Joachim Cooder – “Over The Road I’m Bound”
Joachim Cooder, classe 1978, californiano di Santa Monica, è un batterista e percussionista di notevole talento ed è figlio d’arte. Suo padre infatti è Ry Cooder, grande chitarrista, arrangiatore e musicologo, titolare di una serie di album di qualità soprattutto negli anni ‘70 (ma anche i più recenti non sono affatto male) oltre che autore di musica da film e scopritore di talenti. Cresciuto con davanti il modello di Jim Keltner, uno dei più importanti batteristi americani spesso collaboratore di Ry, Joachim Cooder ha iniziato la sua carriera suonando nei progetti del padre (ad esempio faceva parte dell’entourage del mitico “Buena Vista Social Club”, l’album del 1997 prodotto da Ry Cooder che fece scoprire al mondo una serie di straordinari artisti cubani) e si è evoluto nel tempo diventando un musicista a 360 gradi.
A dimostrarlo è il suo nuovo album, il terzo come solista, arrivato nei negozi qualche settimana fa.
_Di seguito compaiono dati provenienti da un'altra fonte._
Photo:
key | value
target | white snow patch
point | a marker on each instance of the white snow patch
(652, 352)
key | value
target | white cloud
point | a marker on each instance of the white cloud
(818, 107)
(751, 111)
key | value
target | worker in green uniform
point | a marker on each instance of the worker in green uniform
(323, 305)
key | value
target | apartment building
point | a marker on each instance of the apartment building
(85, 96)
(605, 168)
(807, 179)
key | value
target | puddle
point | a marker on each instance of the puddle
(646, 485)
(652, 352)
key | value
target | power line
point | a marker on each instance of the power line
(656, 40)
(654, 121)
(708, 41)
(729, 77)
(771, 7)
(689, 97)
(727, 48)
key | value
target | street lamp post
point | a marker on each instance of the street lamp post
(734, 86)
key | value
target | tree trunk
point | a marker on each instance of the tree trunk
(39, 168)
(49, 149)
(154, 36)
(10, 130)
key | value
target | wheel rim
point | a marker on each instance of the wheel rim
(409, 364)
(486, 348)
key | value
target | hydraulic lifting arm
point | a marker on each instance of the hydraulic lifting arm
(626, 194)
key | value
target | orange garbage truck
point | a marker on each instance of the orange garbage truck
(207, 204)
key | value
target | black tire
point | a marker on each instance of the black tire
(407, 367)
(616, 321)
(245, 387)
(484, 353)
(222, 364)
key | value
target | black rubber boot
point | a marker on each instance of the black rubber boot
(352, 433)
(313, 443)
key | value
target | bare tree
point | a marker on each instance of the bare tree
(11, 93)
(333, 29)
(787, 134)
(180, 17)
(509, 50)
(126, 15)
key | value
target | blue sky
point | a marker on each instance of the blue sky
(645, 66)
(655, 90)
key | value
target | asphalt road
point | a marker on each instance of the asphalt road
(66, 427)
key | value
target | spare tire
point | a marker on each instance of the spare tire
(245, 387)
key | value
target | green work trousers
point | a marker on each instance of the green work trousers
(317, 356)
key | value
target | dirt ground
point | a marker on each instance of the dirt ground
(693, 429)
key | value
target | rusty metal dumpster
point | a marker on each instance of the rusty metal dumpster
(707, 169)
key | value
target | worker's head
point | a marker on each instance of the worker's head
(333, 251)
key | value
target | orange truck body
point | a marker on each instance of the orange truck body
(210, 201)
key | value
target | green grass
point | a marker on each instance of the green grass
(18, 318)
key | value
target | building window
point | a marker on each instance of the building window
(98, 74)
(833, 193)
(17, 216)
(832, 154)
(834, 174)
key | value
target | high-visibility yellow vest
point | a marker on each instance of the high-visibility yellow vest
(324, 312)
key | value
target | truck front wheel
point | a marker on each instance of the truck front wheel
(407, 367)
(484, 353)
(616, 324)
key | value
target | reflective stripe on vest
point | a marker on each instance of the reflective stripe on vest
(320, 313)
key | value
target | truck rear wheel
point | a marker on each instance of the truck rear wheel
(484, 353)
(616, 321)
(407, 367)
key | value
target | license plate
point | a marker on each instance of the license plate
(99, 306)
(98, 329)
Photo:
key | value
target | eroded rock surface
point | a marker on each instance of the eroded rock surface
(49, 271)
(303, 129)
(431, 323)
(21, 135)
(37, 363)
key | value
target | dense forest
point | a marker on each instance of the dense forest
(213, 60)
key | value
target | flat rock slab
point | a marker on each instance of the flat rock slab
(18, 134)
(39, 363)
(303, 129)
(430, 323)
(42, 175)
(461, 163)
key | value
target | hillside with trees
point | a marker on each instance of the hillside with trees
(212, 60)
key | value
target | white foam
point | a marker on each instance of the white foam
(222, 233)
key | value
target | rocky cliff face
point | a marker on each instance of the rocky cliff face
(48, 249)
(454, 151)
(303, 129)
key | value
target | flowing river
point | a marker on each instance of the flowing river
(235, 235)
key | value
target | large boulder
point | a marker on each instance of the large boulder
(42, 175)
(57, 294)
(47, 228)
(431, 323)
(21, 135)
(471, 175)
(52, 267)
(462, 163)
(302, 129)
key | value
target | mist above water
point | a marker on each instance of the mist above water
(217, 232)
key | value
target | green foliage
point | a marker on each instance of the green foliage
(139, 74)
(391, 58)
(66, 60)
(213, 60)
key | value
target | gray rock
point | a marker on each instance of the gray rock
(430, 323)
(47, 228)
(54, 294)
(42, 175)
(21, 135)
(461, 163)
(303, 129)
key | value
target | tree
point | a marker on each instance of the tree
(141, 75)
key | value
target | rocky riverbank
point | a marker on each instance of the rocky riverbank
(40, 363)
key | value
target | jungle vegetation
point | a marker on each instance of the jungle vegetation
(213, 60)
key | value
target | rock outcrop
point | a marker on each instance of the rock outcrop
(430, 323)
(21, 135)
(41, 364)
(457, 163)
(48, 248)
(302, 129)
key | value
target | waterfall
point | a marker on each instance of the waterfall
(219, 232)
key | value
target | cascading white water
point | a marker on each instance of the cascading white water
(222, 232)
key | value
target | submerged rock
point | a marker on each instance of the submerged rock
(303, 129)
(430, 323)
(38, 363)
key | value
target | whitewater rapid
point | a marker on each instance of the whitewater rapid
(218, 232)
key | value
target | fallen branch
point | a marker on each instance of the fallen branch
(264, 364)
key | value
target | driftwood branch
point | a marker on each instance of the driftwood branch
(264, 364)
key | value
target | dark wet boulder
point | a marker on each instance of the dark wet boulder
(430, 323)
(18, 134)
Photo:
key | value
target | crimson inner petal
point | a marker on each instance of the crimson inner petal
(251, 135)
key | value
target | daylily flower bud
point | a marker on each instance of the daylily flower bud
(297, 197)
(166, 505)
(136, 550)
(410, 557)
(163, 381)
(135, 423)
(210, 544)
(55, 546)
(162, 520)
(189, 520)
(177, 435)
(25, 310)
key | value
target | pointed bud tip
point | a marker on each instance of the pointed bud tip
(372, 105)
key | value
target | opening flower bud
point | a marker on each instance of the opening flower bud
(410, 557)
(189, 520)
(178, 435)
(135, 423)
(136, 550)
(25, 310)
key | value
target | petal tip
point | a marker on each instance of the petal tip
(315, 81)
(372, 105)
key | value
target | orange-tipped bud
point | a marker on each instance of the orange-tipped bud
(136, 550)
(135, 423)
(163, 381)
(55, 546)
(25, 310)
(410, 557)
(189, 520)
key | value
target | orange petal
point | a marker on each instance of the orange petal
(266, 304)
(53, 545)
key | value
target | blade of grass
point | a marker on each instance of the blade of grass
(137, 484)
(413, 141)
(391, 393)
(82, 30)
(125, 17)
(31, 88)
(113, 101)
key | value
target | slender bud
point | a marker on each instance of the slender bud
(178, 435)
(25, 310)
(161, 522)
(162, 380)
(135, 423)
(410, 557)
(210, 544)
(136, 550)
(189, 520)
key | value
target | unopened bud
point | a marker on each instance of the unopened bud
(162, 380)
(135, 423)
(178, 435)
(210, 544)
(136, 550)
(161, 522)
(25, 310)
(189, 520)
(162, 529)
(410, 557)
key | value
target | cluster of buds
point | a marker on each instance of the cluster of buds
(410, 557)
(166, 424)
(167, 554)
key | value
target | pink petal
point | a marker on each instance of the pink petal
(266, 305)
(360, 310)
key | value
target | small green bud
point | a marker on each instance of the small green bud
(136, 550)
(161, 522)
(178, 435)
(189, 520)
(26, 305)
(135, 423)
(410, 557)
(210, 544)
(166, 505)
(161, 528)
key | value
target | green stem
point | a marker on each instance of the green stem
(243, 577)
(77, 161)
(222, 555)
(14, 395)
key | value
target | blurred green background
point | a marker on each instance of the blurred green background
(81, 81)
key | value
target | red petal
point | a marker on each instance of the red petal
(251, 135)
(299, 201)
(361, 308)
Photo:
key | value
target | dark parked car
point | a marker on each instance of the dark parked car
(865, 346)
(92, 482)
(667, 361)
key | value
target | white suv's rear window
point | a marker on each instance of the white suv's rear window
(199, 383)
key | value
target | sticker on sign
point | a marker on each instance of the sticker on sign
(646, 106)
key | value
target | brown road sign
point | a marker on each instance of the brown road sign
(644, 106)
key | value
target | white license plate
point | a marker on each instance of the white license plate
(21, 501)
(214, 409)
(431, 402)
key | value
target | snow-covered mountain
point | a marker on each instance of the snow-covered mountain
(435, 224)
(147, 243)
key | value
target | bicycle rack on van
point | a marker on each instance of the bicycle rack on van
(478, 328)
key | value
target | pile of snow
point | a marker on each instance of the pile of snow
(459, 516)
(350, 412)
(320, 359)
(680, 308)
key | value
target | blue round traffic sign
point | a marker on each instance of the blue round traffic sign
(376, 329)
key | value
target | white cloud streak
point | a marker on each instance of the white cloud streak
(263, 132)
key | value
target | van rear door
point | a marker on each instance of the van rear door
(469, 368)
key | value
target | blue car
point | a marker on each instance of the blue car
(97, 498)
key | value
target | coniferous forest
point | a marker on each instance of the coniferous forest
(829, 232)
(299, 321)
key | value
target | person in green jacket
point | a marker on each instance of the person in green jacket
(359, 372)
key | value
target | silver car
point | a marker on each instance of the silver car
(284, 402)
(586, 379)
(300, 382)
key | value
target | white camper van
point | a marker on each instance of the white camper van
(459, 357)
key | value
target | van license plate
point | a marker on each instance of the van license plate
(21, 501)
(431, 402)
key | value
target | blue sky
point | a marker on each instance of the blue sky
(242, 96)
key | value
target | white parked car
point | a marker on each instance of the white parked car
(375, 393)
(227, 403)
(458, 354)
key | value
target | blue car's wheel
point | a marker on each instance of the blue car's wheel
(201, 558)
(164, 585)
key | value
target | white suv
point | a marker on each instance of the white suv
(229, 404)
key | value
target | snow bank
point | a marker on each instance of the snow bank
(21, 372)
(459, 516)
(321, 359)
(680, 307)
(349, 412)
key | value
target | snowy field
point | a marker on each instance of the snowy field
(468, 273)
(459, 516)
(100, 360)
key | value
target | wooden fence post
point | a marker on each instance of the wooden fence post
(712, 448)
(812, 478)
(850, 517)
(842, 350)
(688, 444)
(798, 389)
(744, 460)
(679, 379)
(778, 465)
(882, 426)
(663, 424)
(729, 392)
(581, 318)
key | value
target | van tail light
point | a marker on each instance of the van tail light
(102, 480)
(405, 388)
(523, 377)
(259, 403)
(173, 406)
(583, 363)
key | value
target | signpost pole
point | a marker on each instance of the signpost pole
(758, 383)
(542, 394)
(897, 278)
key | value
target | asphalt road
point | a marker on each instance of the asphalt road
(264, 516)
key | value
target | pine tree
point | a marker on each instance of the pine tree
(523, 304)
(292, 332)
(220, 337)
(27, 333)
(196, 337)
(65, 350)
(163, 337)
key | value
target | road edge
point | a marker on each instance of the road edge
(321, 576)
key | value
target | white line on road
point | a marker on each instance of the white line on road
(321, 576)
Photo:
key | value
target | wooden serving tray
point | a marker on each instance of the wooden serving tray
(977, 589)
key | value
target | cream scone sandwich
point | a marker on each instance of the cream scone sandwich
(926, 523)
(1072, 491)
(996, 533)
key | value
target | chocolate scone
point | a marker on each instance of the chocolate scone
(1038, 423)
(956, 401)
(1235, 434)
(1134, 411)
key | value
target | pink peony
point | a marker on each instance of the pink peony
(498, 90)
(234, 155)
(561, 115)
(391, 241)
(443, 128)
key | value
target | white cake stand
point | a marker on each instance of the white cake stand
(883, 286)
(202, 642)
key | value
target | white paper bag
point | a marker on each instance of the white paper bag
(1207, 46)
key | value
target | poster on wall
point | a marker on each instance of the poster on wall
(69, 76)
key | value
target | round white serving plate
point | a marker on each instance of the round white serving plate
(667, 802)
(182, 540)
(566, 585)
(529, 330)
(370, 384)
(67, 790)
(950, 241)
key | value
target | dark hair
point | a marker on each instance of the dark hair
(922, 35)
Rispetto ai due lavori precedenti, “Love On a Real Train” del 2012 e “Fuchsia Machu Picchu” del 2018, composti soprattutto da brani strumentali e passati quasi completamente inosservati, questo “Over The Road I’m Bound” è un disco di canzoni vere e proprie in cui Joachim Cooder si dimostra ottimo tessitore di suoni e melodie, ma anche un buon cantante, dotato di una voce decisamente intrigante. “Over The Road I’m Bound” è un disco a tema, dedicato alla musica di Uncle Dave Macon, uno dei padri del country, di cui Joachim reinterpreta dodici brani trasformandoli secondo la sua visione artistica con l’aiuto dello stesso Ry Cooder, ma anche di altri grandi musicisti, su tutti la fantastica violinista Rayna Gellert.
Il sound generale del disco è piuttosto omogeneo, con le percussioni raffinate elaborate da Joachim e un atmosfera contemporary folk che fa capire quanto siano legate la musica popolare irlandese e il country americano. Tra i titoli nella track list segnaliamo la deliziosa “Come Along Buddy” con un coro delicato a impreziosire la melodia, “Tell Her To Come Back Home”, altra splendida ballata con un ritornello da brividi, e la conclusiva e quasi gospel “When The Trains Come Along”. Assolutamente da scoprire.